Some of these publications have hundreds of thousands of followers. You have to be accepted into a publication, but the effort can be worth it. There is also the option to add an email subscription form to your Medium posts.
The Coach Space was explicitly designed for coaches to get more traffic. They will publish your blogs on their platform and even write them for you, saving you loads of time. The first blog post is free, but for a small yearly fee, you can also have all the other benefits, like a profile page, email subscriber pop-up and directory listing. You can even republish your blogs elsewhere, such as on your website.
3. Good old email
Email is often overlooked as part of a marketing strategy, which would be a mistake, especially for a coach.
With social media, there is no guarantee that everyone – or anyone – in your audience will see your posts. Your success depends too much on the algorithm of the social channel.
Whereas everyone will see an email newsletter you sent to them. They might not read it, but they cannot avoid seeing your name in their inbox. This alone makes it a powerful marketing tool.
Also, it takes less time than you think to build an audience and with much less effort than social media.

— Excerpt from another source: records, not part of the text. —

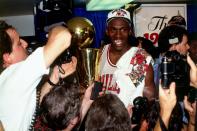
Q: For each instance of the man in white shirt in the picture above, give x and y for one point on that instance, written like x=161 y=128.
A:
x=22 y=73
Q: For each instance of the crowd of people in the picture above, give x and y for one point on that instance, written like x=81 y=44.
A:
x=35 y=95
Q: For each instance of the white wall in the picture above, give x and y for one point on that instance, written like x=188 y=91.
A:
x=24 y=24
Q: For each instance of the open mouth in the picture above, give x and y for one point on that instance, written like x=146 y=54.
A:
x=118 y=42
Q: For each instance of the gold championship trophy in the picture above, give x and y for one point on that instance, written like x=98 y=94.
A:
x=82 y=37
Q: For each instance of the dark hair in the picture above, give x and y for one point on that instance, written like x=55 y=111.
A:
x=177 y=20
x=175 y=121
x=168 y=33
x=4 y=26
x=5 y=46
x=60 y=105
x=108 y=113
x=193 y=36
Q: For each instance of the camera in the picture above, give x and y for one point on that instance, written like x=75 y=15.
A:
x=139 y=109
x=174 y=68
x=192 y=95
x=96 y=89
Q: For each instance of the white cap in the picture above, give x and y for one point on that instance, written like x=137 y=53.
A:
x=119 y=13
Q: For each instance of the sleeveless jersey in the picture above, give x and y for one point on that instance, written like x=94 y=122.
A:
x=127 y=77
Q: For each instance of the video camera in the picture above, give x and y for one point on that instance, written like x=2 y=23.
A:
x=139 y=109
x=174 y=68
x=192 y=95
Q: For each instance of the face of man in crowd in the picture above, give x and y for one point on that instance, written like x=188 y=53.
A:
x=19 y=51
x=183 y=47
x=118 y=31
x=193 y=50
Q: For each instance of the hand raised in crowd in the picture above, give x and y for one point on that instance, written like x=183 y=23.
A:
x=68 y=68
x=193 y=72
x=55 y=75
x=191 y=108
x=167 y=101
x=86 y=102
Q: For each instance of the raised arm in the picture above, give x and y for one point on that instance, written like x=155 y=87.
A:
x=167 y=101
x=54 y=77
x=149 y=89
x=59 y=39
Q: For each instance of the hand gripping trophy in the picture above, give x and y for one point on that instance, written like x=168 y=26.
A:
x=83 y=33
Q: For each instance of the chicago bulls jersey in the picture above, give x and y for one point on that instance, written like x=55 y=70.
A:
x=127 y=77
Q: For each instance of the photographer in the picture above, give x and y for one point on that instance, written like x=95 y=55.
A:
x=191 y=108
x=167 y=101
x=174 y=39
x=22 y=73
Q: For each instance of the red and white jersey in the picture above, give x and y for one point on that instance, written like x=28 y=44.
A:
x=127 y=77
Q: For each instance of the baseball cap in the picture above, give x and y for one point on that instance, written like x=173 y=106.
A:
x=119 y=13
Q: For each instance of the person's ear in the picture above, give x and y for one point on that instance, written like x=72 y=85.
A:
x=6 y=58
x=74 y=121
x=173 y=47
x=107 y=33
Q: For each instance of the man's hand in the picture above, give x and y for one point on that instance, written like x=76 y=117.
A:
x=68 y=68
x=86 y=102
x=167 y=101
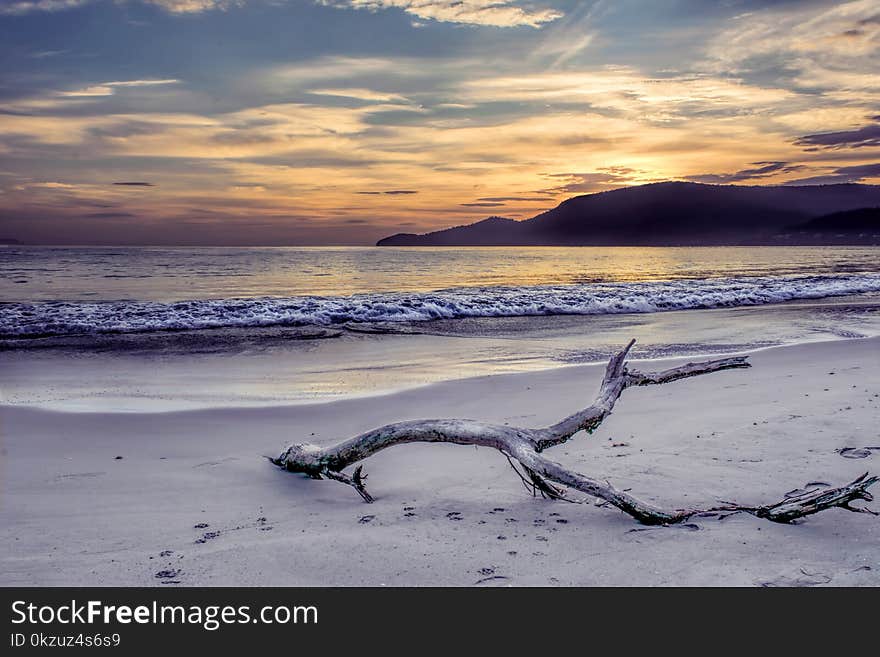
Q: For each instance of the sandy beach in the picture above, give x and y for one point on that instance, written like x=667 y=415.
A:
x=185 y=498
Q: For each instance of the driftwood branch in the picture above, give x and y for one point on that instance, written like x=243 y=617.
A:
x=524 y=447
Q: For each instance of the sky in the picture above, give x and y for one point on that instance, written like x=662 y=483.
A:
x=264 y=122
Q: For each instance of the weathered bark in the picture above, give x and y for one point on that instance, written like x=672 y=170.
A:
x=525 y=446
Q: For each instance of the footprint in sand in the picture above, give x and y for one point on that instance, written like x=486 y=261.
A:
x=857 y=452
x=168 y=576
x=802 y=578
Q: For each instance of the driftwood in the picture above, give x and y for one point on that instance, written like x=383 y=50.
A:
x=524 y=448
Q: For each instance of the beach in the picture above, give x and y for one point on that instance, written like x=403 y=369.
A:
x=185 y=497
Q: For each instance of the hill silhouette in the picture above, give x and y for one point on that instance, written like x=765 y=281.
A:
x=665 y=214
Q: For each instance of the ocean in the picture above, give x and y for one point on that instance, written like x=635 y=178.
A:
x=146 y=328
x=48 y=291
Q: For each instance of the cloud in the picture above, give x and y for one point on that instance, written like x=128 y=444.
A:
x=503 y=199
x=868 y=135
x=194 y=6
x=758 y=170
x=109 y=88
x=391 y=192
x=594 y=181
x=361 y=94
x=851 y=174
x=491 y=13
x=20 y=7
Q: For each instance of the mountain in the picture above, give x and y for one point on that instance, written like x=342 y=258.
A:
x=493 y=231
x=663 y=214
x=864 y=221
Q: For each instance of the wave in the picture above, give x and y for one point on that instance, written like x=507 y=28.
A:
x=58 y=318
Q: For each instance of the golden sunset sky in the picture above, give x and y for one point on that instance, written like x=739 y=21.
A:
x=343 y=121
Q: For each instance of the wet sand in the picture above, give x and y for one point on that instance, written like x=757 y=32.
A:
x=191 y=501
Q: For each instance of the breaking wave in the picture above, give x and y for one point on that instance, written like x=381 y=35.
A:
x=58 y=318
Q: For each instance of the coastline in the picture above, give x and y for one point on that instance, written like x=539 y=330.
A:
x=75 y=514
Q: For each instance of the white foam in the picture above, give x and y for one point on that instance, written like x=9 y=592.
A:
x=68 y=318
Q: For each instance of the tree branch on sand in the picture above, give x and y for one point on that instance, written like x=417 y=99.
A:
x=524 y=447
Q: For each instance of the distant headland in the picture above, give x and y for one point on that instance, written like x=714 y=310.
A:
x=682 y=213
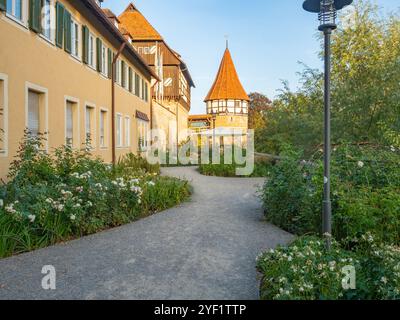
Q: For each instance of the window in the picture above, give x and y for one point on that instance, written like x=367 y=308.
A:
x=47 y=19
x=90 y=120
x=75 y=34
x=36 y=109
x=3 y=115
x=103 y=121
x=143 y=127
x=127 y=131
x=15 y=8
x=104 y=60
x=146 y=92
x=118 y=72
x=91 y=51
x=33 y=113
x=119 y=130
x=71 y=124
x=137 y=84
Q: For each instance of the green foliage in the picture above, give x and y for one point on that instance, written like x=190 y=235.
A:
x=366 y=193
x=365 y=95
x=52 y=198
x=305 y=270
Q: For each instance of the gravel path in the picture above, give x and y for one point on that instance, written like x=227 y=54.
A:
x=204 y=249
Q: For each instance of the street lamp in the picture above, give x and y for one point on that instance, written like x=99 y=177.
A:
x=327 y=13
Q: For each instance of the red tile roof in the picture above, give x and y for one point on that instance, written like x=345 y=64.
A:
x=137 y=25
x=227 y=84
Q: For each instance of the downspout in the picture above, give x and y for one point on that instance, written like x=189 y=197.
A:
x=113 y=71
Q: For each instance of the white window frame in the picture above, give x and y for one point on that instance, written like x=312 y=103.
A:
x=104 y=60
x=143 y=137
x=76 y=46
x=119 y=129
x=92 y=51
x=4 y=79
x=24 y=12
x=45 y=92
x=127 y=131
x=77 y=140
x=51 y=36
x=92 y=106
x=106 y=126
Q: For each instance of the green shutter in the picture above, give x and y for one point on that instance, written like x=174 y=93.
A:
x=123 y=78
x=115 y=67
x=3 y=5
x=137 y=84
x=109 y=57
x=35 y=11
x=85 y=44
x=67 y=31
x=130 y=80
x=99 y=55
x=59 y=24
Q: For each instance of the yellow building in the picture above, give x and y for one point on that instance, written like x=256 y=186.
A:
x=227 y=102
x=171 y=96
x=55 y=78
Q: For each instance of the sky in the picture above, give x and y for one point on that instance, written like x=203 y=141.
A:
x=267 y=38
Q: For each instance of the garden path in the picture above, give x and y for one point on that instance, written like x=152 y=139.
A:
x=203 y=249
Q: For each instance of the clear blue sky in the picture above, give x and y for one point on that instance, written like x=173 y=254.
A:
x=267 y=38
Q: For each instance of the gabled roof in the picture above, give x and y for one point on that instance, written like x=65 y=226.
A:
x=102 y=17
x=227 y=84
x=110 y=14
x=133 y=21
x=137 y=25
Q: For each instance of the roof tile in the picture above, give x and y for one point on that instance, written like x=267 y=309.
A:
x=227 y=84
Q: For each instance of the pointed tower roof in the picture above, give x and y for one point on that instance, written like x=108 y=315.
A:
x=137 y=25
x=227 y=84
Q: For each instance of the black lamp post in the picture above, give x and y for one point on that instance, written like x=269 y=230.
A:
x=327 y=13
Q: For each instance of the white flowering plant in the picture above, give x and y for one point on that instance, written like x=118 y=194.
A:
x=306 y=270
x=365 y=192
x=67 y=194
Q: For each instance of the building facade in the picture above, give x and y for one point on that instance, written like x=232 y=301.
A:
x=55 y=78
x=227 y=102
x=171 y=96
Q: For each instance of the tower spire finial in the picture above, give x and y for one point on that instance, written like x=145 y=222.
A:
x=227 y=41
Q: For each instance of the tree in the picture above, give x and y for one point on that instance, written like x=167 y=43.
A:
x=258 y=105
x=365 y=89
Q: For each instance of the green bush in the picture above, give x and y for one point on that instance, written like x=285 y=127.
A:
x=365 y=197
x=305 y=270
x=51 y=198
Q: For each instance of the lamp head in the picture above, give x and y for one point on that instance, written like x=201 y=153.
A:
x=315 y=5
x=327 y=11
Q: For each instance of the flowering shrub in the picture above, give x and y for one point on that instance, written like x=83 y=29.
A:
x=307 y=271
x=365 y=198
x=50 y=198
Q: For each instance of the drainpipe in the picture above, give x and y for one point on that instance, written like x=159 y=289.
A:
x=113 y=71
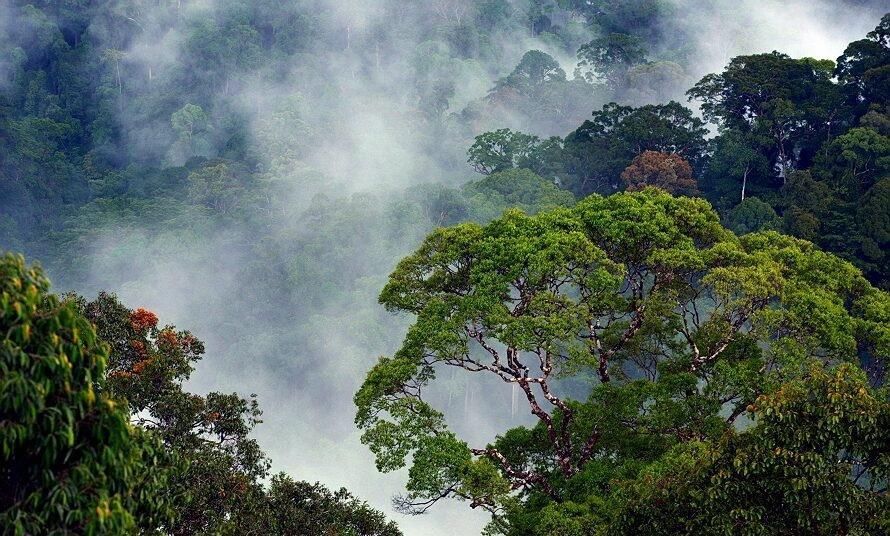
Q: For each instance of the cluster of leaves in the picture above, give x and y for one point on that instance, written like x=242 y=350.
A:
x=685 y=332
x=70 y=461
x=801 y=141
x=98 y=435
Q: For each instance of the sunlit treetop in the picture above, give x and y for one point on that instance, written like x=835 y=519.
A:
x=680 y=325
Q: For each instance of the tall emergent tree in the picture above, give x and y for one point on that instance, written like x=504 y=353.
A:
x=684 y=330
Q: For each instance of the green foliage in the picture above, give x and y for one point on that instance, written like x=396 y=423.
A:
x=513 y=188
x=221 y=490
x=815 y=462
x=608 y=59
x=679 y=324
x=71 y=461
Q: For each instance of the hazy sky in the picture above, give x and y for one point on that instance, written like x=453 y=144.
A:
x=306 y=392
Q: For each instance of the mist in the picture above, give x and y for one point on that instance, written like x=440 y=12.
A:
x=341 y=134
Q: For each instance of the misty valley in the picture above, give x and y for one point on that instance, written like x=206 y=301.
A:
x=451 y=267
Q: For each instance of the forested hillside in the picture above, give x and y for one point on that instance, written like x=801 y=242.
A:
x=668 y=239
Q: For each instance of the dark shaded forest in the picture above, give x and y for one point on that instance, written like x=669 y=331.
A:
x=675 y=271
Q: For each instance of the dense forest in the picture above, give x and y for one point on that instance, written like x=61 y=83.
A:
x=663 y=253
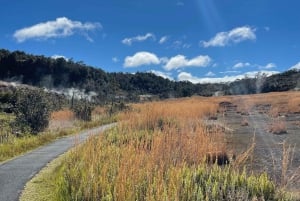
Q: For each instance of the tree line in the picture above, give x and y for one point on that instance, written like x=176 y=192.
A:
x=59 y=73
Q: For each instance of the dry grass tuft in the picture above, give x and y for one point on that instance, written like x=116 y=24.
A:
x=278 y=126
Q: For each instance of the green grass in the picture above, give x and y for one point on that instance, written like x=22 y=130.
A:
x=16 y=146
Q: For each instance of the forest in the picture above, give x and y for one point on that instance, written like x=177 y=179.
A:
x=59 y=74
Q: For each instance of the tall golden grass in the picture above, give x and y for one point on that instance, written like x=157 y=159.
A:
x=158 y=152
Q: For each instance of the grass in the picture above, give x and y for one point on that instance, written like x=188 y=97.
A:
x=158 y=152
x=15 y=146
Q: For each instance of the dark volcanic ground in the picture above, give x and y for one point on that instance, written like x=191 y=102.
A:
x=268 y=152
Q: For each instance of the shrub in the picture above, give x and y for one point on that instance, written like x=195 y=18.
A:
x=32 y=110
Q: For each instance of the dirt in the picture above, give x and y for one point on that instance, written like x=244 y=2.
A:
x=268 y=152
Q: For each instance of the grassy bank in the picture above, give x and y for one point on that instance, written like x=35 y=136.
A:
x=14 y=146
x=160 y=152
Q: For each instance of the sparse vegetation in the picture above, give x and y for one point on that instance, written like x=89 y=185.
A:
x=158 y=152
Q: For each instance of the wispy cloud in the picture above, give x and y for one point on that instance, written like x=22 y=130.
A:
x=115 y=59
x=179 y=44
x=60 y=28
x=268 y=66
x=181 y=61
x=235 y=35
x=165 y=75
x=139 y=38
x=163 y=39
x=140 y=59
x=184 y=76
x=296 y=66
x=179 y=3
x=241 y=65
x=56 y=56
x=210 y=74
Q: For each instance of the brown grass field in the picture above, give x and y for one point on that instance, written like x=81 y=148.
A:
x=170 y=150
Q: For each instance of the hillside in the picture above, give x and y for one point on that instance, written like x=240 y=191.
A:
x=61 y=74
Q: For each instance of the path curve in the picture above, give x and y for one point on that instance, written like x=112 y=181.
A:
x=14 y=174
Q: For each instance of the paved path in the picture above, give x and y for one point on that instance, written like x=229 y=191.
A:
x=15 y=173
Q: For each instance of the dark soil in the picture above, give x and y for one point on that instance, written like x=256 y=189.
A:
x=268 y=152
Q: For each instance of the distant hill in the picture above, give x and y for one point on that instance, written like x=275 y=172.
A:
x=61 y=74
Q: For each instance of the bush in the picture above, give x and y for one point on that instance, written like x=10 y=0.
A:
x=32 y=110
x=83 y=110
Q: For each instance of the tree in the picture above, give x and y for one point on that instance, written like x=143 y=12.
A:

The chances are you already have a list of people you can add to your email list right now (with their permission, of course). Previous clients, for example.
Then, you must add an email subscriber form to your website to capture interest from your website. Every visitor is a potential subscriber, and they all add up. Also, every lead that contacts you can be asked if they’d like to go on your mailing list (tell them they can unsubscribe any time).
This is the quickest way to build an audience interested in buying. And last but not least, it doesn’t take a tremendous effort to send something of value to your audience regularly, e.g. a compilation of interesting reads (including some of your own content, of course). You can send them a special offer or free trial when the time is right. And you can do that for free (up to a certain amount of subscribers) using Mailchimp.